Share

Salah Kamar
Salah Kamar
Penulis: Diganti Mawaddah

1. Malam Pertama

Hari ini adalah hari yang paling aku nantikan. Menjadi seorang pengantin dari Julian Adi Permana. Lelaki kaya, tampan, berkelas, dan pewaris tunggal dari Permana. Corp. Julian sudah dua tahun menjadi pacarku. Kedua orang tuaku tentu saja setuju bermenantukan Julian. Karena orang tuanya dan papa adalah teman bisnis di dunia perhotelan. 

Begitu banyak decak kagum yang aku dengar dari seluruh tamu undangan yang hadir. Hampir semuanya memuji kecantikanku dan ketampanan Julian yang sangat serasi. Kami bak Raja dan Ratu yang begitu cocok bersanding di pelaminan. Ditambah lagi keadaan kami yang sama dalam bidang ekonomi. Sungguh pasangan yang akan menghasilkan keturunan yang berbobot dalam segala hal. Begitu desas-desus yang telingaku tangkap keluar dari mulut mereka.

 

Semua tamu undangan juga nampak puas dengan jamuan yang dihidangkan oleh chef terbaik hotel. Ya, pernikahan kami memang digelar di ballroom hotel milik papa. Baik acara akad, maupun resepsi mewah seperti ini. Aku sangat puas dan takjub dengan acara sakral kami yang berjalan sangat mulus.

Teman- teman kampus, teman nongkrong, teman kantor, semua diundang untuk meramaikan acara pernikahan kami.
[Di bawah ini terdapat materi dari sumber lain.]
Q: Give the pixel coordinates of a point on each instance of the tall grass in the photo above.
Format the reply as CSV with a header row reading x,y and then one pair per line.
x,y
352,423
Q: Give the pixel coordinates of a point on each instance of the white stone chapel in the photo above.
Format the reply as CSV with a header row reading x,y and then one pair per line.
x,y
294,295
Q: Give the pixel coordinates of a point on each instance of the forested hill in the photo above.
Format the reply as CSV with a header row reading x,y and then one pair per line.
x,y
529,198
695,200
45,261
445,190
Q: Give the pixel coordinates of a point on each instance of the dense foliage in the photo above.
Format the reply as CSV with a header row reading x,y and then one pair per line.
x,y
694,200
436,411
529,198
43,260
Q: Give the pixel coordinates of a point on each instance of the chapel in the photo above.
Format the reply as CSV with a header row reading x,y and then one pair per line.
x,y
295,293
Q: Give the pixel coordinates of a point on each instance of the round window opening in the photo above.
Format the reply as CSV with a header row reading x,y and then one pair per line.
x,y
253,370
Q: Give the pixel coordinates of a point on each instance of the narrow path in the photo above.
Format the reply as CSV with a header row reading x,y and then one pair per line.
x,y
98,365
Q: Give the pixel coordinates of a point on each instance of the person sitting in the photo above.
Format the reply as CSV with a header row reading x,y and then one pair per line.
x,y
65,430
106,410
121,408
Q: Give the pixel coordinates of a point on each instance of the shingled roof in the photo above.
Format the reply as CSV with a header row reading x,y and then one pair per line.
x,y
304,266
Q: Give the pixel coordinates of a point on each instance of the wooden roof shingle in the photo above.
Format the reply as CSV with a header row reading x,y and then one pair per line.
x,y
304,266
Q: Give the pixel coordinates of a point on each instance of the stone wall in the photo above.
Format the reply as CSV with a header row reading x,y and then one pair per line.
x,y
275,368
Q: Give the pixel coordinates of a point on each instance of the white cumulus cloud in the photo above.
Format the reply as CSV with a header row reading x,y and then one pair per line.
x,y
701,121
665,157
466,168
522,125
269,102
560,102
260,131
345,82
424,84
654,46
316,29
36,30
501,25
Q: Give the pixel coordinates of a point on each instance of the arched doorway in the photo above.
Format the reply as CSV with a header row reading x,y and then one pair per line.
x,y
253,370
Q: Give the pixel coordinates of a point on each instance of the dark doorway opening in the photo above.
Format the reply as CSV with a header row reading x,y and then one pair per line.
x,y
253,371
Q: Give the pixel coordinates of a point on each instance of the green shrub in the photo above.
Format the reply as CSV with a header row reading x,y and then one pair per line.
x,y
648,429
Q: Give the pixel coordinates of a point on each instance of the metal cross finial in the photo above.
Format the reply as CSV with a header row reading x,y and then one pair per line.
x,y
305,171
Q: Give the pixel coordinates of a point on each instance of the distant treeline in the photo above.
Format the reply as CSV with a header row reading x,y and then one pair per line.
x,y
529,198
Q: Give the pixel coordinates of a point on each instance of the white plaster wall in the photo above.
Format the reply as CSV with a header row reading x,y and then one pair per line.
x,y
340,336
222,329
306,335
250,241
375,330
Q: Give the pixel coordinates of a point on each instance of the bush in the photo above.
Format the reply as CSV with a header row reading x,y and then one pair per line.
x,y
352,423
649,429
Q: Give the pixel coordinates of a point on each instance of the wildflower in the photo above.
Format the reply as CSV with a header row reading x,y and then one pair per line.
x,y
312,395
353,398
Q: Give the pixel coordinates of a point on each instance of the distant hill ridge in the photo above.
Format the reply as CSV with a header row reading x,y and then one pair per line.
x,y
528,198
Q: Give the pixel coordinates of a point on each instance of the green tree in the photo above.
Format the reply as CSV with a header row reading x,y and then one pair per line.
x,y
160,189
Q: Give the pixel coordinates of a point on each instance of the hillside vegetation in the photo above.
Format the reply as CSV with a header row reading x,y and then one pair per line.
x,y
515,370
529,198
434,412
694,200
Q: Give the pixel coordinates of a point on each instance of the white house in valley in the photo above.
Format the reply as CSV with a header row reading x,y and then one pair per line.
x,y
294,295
Belum lagi saudara dari kedua belah pihak, dan juga relasi para orang tua turut hadir memberikan doa serta ucapan selamat. 

“Sayang, datang bulannya sudah selesai’kan?” bisik Julian di telingaku. Dengan wajah merona malu aku mengangguk sambil menyeringai. 

“Alhamdulillah, bisa langsung malam ini kalau begitu,” katanya lagi sambil mengecup tipis pinggir keningku. 

“Sabar, Sayang. Masih dua jam lagi tamunya baru habis,” jawabku sambil tergelak. 

“Julian, Anesnya disuapi makan dulu,” ujar mamaku yang sudah berada di sampingku sambil membawakan piring yang berisi lengkap dengan nasi dan lauk pauk. 

“Terima kasih, Ma,” ucapku dan Julian bersamaan. 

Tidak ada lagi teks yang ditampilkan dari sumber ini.